At the same time, they are deeply and inconsistently integrated into the surrounding application landscape. This tight coupling is what makes them mission critical for the organization and extremely risky to change.

 

In this post, I’m trying to pull together what I (and we) have learned over the last months and years about application modernization with agentic AI. I’ll stay intentionally abstract to make the ideas transferable. If you’re looking for concrete checklists or step-by-step guidance, I’ll link to those at the end and go into more (technical) detail in follow-up articles.

Two disclaimers upfront.

First, not every application is “modernizable” in the way people usually mean it.

Some systems are bound to specific hardware and environments. Think mainframes, OT devices, or tightly coupled appliances. In those cases, you can often preserve the business logic, but the actual modernization effort becomes re-architecture, re-design, and usually a re-implementation. That is a valid modernization outcome, but it’s not a typical migration project anymore.

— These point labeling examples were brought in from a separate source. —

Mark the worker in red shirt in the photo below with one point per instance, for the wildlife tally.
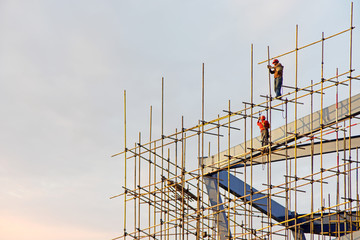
(264, 126)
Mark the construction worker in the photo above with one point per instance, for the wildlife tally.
(277, 70)
(264, 126)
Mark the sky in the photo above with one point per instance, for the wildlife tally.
(64, 66)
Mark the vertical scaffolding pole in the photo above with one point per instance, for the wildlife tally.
(125, 167)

Migration, at least in the way many teams approach it, usually tries to preserve not only business logic but also significant parts of the implementation and operating model: code, interfaces, workflows, and the way teams work with the system today.

Second, agentic AI can absolutely reduce the time modernization projects consume, but there is no silver bullet. No “one click, modernization done” solution. If that existed, someone would be very rich and none of us would still be debugging integration tests.

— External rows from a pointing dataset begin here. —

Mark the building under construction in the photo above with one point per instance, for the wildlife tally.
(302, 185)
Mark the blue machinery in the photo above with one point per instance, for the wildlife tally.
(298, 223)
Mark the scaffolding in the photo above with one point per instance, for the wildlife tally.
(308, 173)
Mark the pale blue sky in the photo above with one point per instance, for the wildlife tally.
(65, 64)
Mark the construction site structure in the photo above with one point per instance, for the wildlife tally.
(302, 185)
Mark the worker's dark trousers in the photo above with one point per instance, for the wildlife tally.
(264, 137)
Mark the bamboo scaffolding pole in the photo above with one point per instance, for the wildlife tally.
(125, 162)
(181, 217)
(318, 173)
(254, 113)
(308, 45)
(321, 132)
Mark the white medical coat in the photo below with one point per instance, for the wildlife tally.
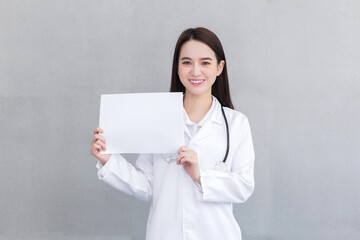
(181, 208)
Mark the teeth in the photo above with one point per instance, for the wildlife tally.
(197, 81)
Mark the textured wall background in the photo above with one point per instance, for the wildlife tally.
(294, 71)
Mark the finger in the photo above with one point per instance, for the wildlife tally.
(98, 130)
(185, 160)
(98, 136)
(183, 149)
(100, 143)
(179, 160)
(97, 147)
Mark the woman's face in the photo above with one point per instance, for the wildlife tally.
(198, 67)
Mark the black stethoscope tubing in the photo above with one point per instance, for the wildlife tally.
(227, 135)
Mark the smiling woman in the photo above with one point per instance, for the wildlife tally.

Be critical when vendors promise “80% accuracy” as if that’s the whole story. This is still generative AI in early 2026. Treat claims as marketing until you’ve seen working results in your own codebase, with your constraints, and your risk profile.

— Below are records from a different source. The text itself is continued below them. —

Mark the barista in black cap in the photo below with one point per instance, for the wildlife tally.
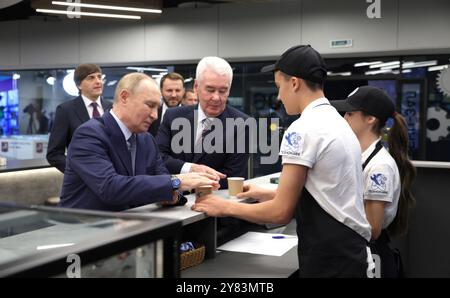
(321, 179)
(387, 175)
(71, 114)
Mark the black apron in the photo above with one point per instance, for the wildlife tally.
(391, 262)
(327, 247)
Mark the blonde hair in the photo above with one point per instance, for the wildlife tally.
(131, 82)
(215, 64)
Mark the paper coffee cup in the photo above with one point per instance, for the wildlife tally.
(203, 190)
(235, 185)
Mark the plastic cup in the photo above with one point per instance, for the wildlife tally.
(235, 185)
(203, 190)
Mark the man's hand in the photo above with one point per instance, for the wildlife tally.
(196, 168)
(257, 193)
(211, 205)
(193, 180)
(171, 203)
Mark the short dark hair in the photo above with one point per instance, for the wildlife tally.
(83, 70)
(172, 76)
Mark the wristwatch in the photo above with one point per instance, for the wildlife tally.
(176, 182)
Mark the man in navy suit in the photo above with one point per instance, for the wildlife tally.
(71, 114)
(172, 91)
(212, 85)
(113, 163)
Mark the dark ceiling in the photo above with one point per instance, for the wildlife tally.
(23, 9)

Only believe what you can validate.

Why application modernization is rarely just a technical problem

Before talking about tools or AI, it’s important to be honest about why modernization is hard in the first place.

Common reasons include:

  • High operational costs: You pay a significant amount every year for specialized hardware, expensive licenses, or a very small pool of developers with niche knowledge required to keep the system running.
  • Security and compliance pressure: Known vulnerabilities exist in the codebase, but fixing them feels risky because even small changes might break business critical behavior.
  • Limited scalability, performance, and resilience: The application cannot reliably scale, recover, or meet today’s performance expectations.
  • Innovation bottlenecks: You need to change or extend business logic or add new capabilities, but every modification feels dangerous because the system is fragile and poorly understood.
  • Poor developer experience: Outdated or proprietary languages and tooling prevent teams from using modern development workflows, reducing productivity and putting the organization at a disadvantage compared to competitors.
  • Hard vendor lock-in: The application is tightly coupled to a specific platform, product, or provider, making change expensive and slow.
  • Limited data accessibility: Data is effectively trapped inside a tightly coupled application and database combination and cannot be easily reused elsewhere.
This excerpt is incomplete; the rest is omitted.